Rome, Oregon is a small town in Malheur county Oregon. If Malheur county sounds familiar, it was in the news 2 years ago when the Malheur wildlife refuge centre was OCCUPIED by Idaho ranchers….. you can read more here. OCCUPATION OF MALHEUR REFUGE SITE
To call Rome a small town is an exaggeration. Rome has a cafe, RV park and gas station, and they are all one place. The cafe likely seats 12 people, 13 with a highchair. RV park has 8 sites and…. well gas station is Expensive. The only OTHER place I could see what a farm in the distance.
I did not take this picture and it really does make the place look bigger than it is. I was surprised, since we WERE in the middle of nowhere when I asked about camping for the night and she asked me if we had a reservation. This time of year we NEVER get asked about reservations, and never make them. What the draw was, I later found, was it IS hunting season, and none of the OTHER hunters appeared to be Rock hunting, and their dogs were NOT rock hounds. We felt rather safe at this rather disheveled campground, because we knew that absolutely EVERYONE else had a gun EEEEK..

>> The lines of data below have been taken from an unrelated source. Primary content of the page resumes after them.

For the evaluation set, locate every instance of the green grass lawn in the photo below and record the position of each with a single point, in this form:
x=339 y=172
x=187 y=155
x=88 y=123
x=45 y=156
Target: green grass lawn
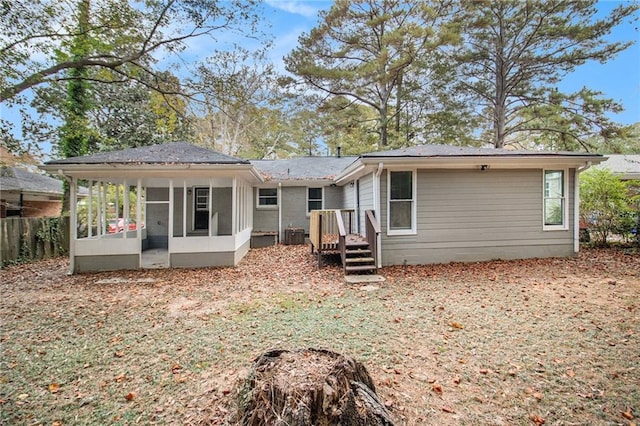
x=490 y=343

This next picture I also did not take because we were in Rome for one reason and one reason only ROCKS. But on reading about the town later on, I found out how the town got such a unique name……… The Pillars of Rome
We learned a powerful lesson in Rome.
The place were WE went hunting was about 8 miles south of the Rome Station, and another 5 miles off the highway.
We were looking for Snake skin agates and green opal. BOTH of which were very beautiful, and while we did not find a lot of snake skin agates, we found lots of Green opal of a variety of shades….. ALL OF WHICH would look good on the floor of our new house.
So I offered to go back to get the jeep and bring it closer to where we were. Only, turns out, I went totally in the wrong direction.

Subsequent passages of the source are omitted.